Abstract

Acoustic ejection mass spectrometry is a recently developed concept in which low nanoliter-volume sample droplets are acoustically dispensed from microtiter plate wells into a continuous fluid transfer open-port interface for subsequent ionization at atmospheric pressure. This manuscript focuses on the acoustic droplet dispensing component of a prototype system, in particular the well-to-well sampling speed, droplet volume calibration, precision, reproducibility, and various modes of operation this device enables. A new method to measure the volume of individually dispensed droplets is presented to both aid method validation and potentially assist in the tuning of acoustic dispense parameters for samples having a wide range of viscosities and surface tensions. Acoustic dispensing modes of operation discussed are high-speed, well-to-well dispensing of individual nanoliter-scale droplets from microtiter plates, including the first demonstration of 1536-well compatibility using this approach.
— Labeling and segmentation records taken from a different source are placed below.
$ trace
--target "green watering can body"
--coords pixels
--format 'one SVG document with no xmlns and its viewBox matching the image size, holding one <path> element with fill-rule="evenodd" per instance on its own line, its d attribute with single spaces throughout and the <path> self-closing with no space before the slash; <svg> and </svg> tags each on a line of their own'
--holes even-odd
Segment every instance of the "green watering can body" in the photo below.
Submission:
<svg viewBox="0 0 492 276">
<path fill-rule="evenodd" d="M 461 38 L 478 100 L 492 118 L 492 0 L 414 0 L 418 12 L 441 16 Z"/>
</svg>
Multiple nanoliter-volume droplets per sampling event to increase detection dynamic range is described, and a "continuous infusion" mode to provide a low sample consumption sustained steady-state signal for analyte detection optimization, improved ion statistics and signal-to-noise ratio (S/N), or time for in-depth tandem mass spectrometry of the components in a sample is presented. The concept of "bar coding" using combinations of dispensed droplet patterns to register well-plate position to specific mass spectral signals is introduced, as well as judicious well-plate sample layout to enable assay "multiplexing" as a means to maximize well-to-well sample analysis throughput, is also demonstrated.